Validation of a HPLC MS/MS Method for Determination of Doxorubicin in Mouse Serum and its Small Tissues

마우스 혈장과 조직에서의 doxorubicin 측정 HPLC-MS/MS 방법

  • Park, Jung-Sun (Department of Pharmacology and Cardiovascular Research Center, Medical School, Chonbuk National University) ;
  • Kim, Hye-Kyung (Clinical Trial Center for Functional Foods, Chonbuk Hospital) ;
  • Lee, Hye-Won (Clinical Trial Center for Functional Foods, Chonbuk Hospital) ;
  • Lee, Mi-Hyun (Clinical Trial Center for Functional Foods, Chonbuk Hospital) ;
  • Kim, Hyun-Gi (Department of Pharmacology and Cardiovascular Research Center, Medical School, Chonbuk National University) ;
  • Chae, Soo-Wan (Department of Pharmacology and Cardiovascular Research Center, Medical School, Chonbuk National University) ;
  • Chae, Han-Jung (Department of Pharmacology and Cardiovascular Research Center, Medical School, Chonbuk National University)
  • 박정선 (전북대학교 의과대학 약리학교실 및 심혈관연구소) ;
  • 김혜경 (전북대학교병원 기능성식품 임상시험지원센타) ;
  • 이혜원 (전북대학교병원 기능성식품 임상시험지원센타) ;
  • 이미현 (전북대학교병원 기능성식품 임상시험지원센타) ;
  • 김현기 (전북대학교 의과대학 약리학교실 및 심혈관연구소) ;
  • 채수완 (전북대학교 의과대학 약리학교실 및 심혈관연구소) ;
  • 채한정 (전북대학교 의과대학 약리학교실 및 심혈관연구소)
  • Published : 2006.06.30

Abstract

Doxorubicin (DXR) is a type of anti-cancer drug called an 'anthracycline glycoside', It works by impairing DNA synthesis, a crucial feature of cell division, and thus is able to target rapidly dividing cells.
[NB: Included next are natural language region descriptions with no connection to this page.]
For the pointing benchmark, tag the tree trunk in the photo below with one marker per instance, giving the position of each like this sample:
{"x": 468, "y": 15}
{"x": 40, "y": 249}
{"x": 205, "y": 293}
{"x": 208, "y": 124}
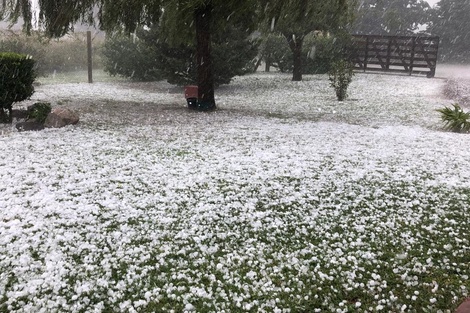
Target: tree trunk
{"x": 295, "y": 45}
{"x": 205, "y": 76}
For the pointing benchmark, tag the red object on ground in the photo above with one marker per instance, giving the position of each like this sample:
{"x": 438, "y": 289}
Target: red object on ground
{"x": 190, "y": 92}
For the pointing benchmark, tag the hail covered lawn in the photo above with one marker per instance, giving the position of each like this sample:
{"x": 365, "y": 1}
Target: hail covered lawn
{"x": 284, "y": 200}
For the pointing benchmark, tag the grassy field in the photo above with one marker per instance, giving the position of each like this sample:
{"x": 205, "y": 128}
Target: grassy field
{"x": 283, "y": 200}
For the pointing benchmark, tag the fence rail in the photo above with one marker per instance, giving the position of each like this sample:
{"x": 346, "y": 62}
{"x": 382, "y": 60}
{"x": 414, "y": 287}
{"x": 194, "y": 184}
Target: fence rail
{"x": 408, "y": 54}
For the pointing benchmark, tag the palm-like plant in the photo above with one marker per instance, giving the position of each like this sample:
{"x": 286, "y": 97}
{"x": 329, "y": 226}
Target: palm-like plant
{"x": 455, "y": 119}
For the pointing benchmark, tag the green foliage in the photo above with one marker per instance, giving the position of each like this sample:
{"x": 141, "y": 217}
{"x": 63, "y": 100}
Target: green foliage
{"x": 340, "y": 76}
{"x": 39, "y": 111}
{"x": 68, "y": 54}
{"x": 148, "y": 57}
{"x": 455, "y": 119}
{"x": 16, "y": 81}
{"x": 318, "y": 53}
{"x": 399, "y": 17}
{"x": 131, "y": 57}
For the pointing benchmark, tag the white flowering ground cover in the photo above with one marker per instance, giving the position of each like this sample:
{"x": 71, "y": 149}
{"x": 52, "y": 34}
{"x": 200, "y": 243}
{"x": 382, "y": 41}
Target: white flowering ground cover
{"x": 283, "y": 200}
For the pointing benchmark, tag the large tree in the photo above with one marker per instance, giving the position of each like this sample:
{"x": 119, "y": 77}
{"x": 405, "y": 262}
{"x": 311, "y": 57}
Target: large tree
{"x": 451, "y": 23}
{"x": 184, "y": 16}
{"x": 295, "y": 19}
{"x": 391, "y": 17}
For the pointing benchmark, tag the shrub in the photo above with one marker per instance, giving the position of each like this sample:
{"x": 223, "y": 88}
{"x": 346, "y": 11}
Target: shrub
{"x": 16, "y": 81}
{"x": 340, "y": 76}
{"x": 455, "y": 119}
{"x": 39, "y": 111}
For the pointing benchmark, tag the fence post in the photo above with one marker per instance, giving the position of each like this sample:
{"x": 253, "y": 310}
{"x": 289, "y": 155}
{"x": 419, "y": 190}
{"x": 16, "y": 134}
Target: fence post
{"x": 90, "y": 60}
{"x": 412, "y": 57}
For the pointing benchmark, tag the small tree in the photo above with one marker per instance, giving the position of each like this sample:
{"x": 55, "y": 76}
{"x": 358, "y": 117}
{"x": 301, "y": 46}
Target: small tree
{"x": 16, "y": 82}
{"x": 340, "y": 76}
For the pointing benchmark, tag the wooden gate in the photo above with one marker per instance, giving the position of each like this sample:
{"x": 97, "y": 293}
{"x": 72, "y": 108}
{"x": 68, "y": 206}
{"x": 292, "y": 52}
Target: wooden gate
{"x": 408, "y": 54}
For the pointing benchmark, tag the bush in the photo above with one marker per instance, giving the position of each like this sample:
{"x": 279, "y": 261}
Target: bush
{"x": 39, "y": 111}
{"x": 16, "y": 81}
{"x": 340, "y": 75}
{"x": 455, "y": 119}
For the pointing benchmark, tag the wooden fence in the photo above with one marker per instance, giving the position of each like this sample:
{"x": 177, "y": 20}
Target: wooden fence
{"x": 408, "y": 54}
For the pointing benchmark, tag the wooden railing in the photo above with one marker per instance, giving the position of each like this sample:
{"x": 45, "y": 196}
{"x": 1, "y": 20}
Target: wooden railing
{"x": 408, "y": 54}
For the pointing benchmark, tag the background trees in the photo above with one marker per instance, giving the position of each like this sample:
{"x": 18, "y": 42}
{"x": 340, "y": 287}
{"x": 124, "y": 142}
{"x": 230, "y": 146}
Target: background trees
{"x": 147, "y": 56}
{"x": 395, "y": 17}
{"x": 295, "y": 19}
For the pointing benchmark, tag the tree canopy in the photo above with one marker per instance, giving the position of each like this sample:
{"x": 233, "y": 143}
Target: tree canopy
{"x": 396, "y": 17}
{"x": 295, "y": 19}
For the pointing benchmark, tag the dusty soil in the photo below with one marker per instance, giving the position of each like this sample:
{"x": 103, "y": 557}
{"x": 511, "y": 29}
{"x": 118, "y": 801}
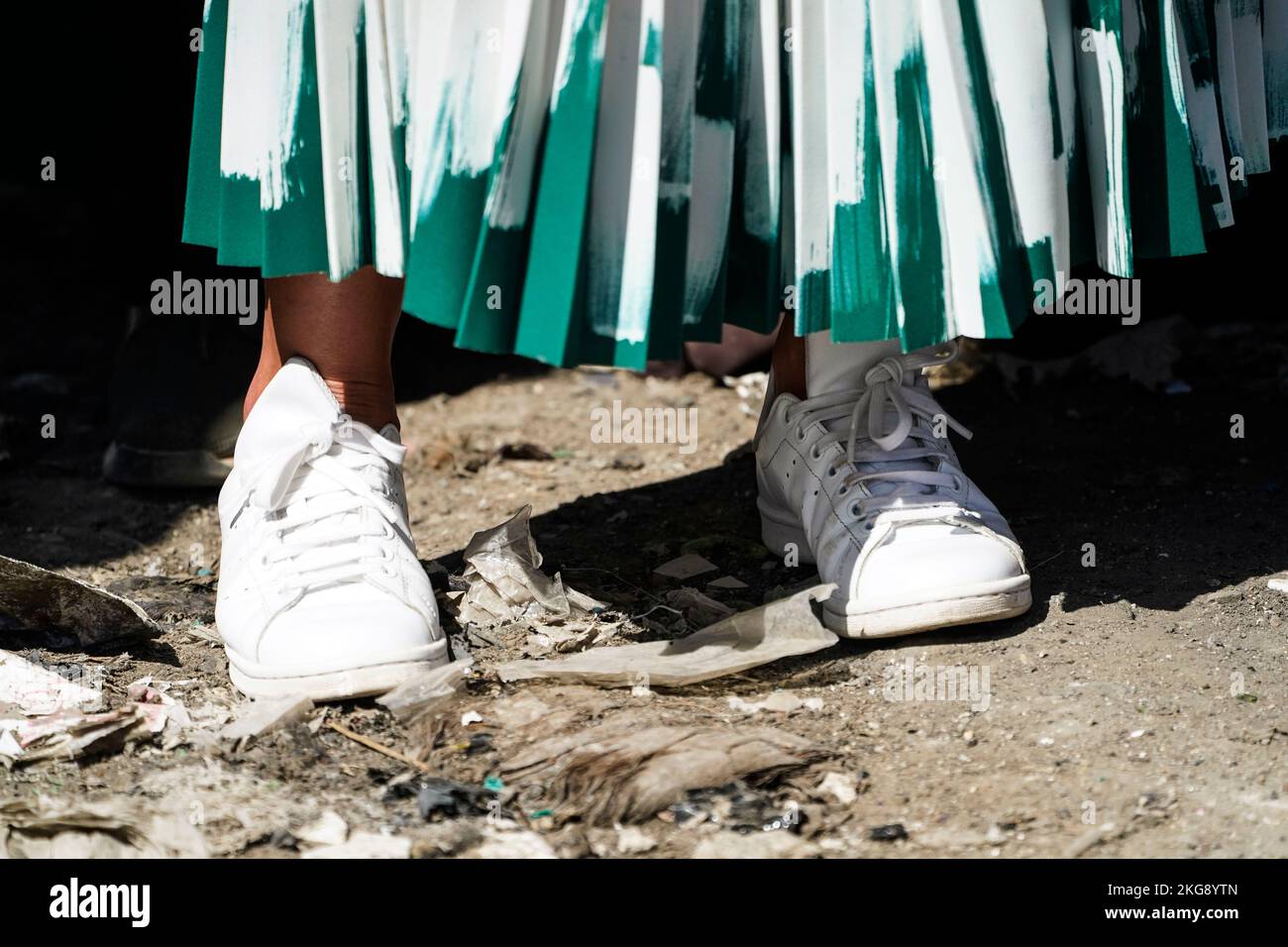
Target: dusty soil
{"x": 1138, "y": 709}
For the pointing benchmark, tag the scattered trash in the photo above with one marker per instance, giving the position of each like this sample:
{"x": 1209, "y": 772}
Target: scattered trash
{"x": 450, "y": 797}
{"x": 119, "y": 827}
{"x": 518, "y": 710}
{"x": 780, "y": 701}
{"x": 733, "y": 805}
{"x": 327, "y": 828}
{"x": 892, "y": 832}
{"x": 838, "y": 787}
{"x": 44, "y": 715}
{"x": 34, "y": 690}
{"x": 505, "y": 579}
{"x": 163, "y": 712}
{"x": 378, "y": 748}
{"x": 42, "y": 599}
{"x": 698, "y": 609}
{"x": 562, "y": 639}
{"x": 617, "y": 774}
{"x": 365, "y": 845}
{"x": 524, "y": 451}
{"x": 428, "y": 692}
{"x": 742, "y": 641}
{"x": 261, "y": 716}
{"x": 69, "y": 735}
{"x": 683, "y": 569}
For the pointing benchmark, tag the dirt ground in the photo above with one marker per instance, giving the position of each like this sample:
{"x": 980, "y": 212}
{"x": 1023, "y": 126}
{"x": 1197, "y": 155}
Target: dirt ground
{"x": 1138, "y": 709}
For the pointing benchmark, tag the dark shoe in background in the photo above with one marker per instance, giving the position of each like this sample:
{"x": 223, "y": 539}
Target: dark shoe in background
{"x": 175, "y": 401}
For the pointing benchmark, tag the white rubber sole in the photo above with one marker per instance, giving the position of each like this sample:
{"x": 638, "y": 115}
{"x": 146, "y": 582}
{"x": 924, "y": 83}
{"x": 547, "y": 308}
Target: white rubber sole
{"x": 995, "y": 602}
{"x": 335, "y": 685}
{"x": 967, "y": 605}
Doxorubicin is a very serious anti-cancer medication with definite potential to do great harm as well as great good. A liquid chromatography-tandem mass spectroscopy (LC-MS/MS) method was developed to identify and quantify DXR in small-volume biological samples. After the addition of internal standard (IS, $5{\mu}L\;of\;1{\mu}M/ml$ daunorubicin methanol solution) into the serum sample, the drug and IS were extracted by methanol. Following vortex for a 1min and centrifugation at 15,000g for 10 min the organic phase was transferred and evaporated under a vacuum. The residue was reconstituted with $350{\mu}L$ of mobile phase and $10{\mu}L$ was injected into C18 column with mobile phase composed of 0.05M ammonium acetate (0.1 M acetic acid adjusted to pH 3.5) and acetonitrile (40:60, v/v). The flow rate was kept constant at $350{\mu}L/min$. The ions were quantified in the multiple reaction mode (MRM), using positive ions, on a triple quadrupole mass spectrometer. The lower limits of quantification for Doxorubicin in plasma and small tissues were approximately 0.5 ng/mL and 0.5 ng/mL respectively. Intra- and inter-assay accuracy (% of nominal concentration) and precision (% CV) for all analytes were within 15%, respectively.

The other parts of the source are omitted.